Son travail s’inscrit dans une tradition intellectuelle méconnue, celle de la première génération de l’école de Francfort, appelée aussi, la Théorie critique. Celle-ci propose d’analyser la société et sa littérature à partir des connaissances développées par les sciences humaines. « Une pensée à gauche toute, hétérodoxe et pluridisciplinaire, qui naquit sous l’impulsion
d’intellectuels juifs allemands au lendemain de la révolution russe et à la veille de la montée du nazisme. Ses représentants les plus connus sont Horkheimer, Fromm, Benjamin, Adorno et Marcuse » écrit Julien Bordier, qui signe la « Note du traducteur ».
C’est avec cette méthodologie qu’Angela Davis s’attaque à la retranscription des 252 titres enregistrés par Ma Rainey et Bessie Smith. Elle examine rigoureusement l’ensemble des thèmes abordés dans ces chansons, en les replaçant dans le contexte historique et économique des années 1920 à 1940. Le crible fourni par Davis nous permet de toucher au plus près la vie de ces chanteuses de blues. Et le contexte n’est guère riant : inégalités sociales criantes, racisme omniprésent et domination masculine généralisée.

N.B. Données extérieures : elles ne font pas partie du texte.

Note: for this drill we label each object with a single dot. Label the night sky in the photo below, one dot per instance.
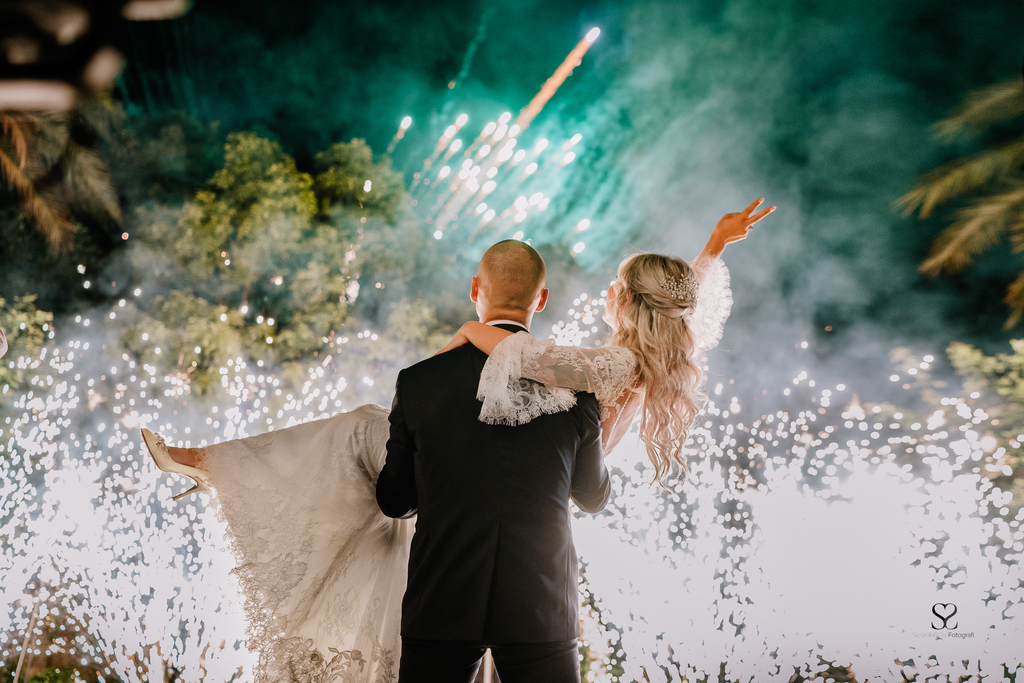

Émanations de la classe laborieuse féminine noire, ces blues participent à la politisation de faits qui relevaient jusque-là de la sphère privée et domestique. Angela Davis rappelle que la répartition du travail dans l’Amérique de cette époque entre femmes noires et blanches découle d’une structure établie dès le début de l’esclavage. Pour les femmes noires, le travail forcé éclipsait tous les autres aspects de leur vie. C’est donc à travers leur rôle de travailleuses qu’il faut appréhender leur histoire. Si l’apogée des blueswomen se réduit à une période relativement courte, ces femmes réussirent néanmoins à créer un nombre considérable de chansons et à laisser un riche héritage culturel. Le blues classique est en effet un élément important dans l’élaboration de la conscience sociale dans la classe populaire noire, les chansons de Gertrude Ma Rainey, de Bessie Smith et de Billie Holiday sont un prélude historique annonçant la contestation sociale à venir.

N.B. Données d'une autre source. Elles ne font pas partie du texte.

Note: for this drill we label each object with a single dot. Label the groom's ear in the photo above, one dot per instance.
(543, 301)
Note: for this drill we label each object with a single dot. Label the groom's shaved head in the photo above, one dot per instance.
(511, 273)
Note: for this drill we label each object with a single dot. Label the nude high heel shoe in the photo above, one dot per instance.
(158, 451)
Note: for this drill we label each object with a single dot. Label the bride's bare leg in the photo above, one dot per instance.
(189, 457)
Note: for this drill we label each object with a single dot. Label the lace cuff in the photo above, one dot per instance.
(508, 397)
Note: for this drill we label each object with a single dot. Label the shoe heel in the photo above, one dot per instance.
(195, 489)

Car les blues de ces dames ne parlent pas seulement d’amours perdus ou triomphants, mais également de prison, d’expulsions de locataires, de crues du Mississippi, du dur labeur des blanchisseuses. En abordant également les thèmes classique du blues, telles que les relations extraconjugales ou la violence domestique, en mettant en avant leur bisexualité, elles bravaient
l’autorité et le caractère machiste de l’église noire, en même temps qu’elles contestaient l’idée d’une limitation de la place des femmes à la sphère domestique. Refusant une hiérarchie des dominations, elles dénonçaient sur un même plan racisme et sexisme, domination dans l’espace public et privé. En cela l’auteure souligne qu’il est vain de hiérarchiser les luttes et son point de vue rappelle l’urgence de développer une perspective critique vis-à-vis des identités pour ne pas oublier de garder une vision globale des luttes à mener de front.

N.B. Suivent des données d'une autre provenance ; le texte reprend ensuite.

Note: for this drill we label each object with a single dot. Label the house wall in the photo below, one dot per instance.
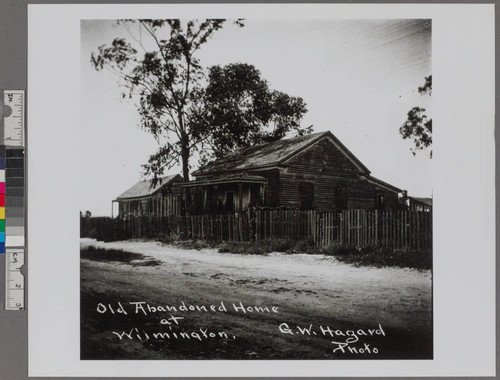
(272, 189)
(327, 169)
(166, 202)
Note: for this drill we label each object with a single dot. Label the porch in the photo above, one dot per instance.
(224, 194)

Ce livre est divisé en 8 chapitres : 1/ idéologie, sexualité, vie domestique, 2/ rivales, petites amies et conseillères, 3/ thématiques du voyage dans le blues des femmes, 4/ Bessie Smith, Gertrude Ma Rainey et les politiques de la contestation blues, 5/ spiritualité et conscience de soi, 6/ le blues et l’esthétique noire, 7/ la question sociale dans les chansons d’amour de Billie Holiday, 8/ musique et conscience sociale.

La réédition par les Éditions Libertalia en 2017, avec un travail remarquable de Julien Bordier qui a eu la lourde tâche de traduire les chansons en français, offre l’avantage d’être accompagnée d’une compilation de blues de Ma Rainey de Bessie Smith, pas de Billie Holiday.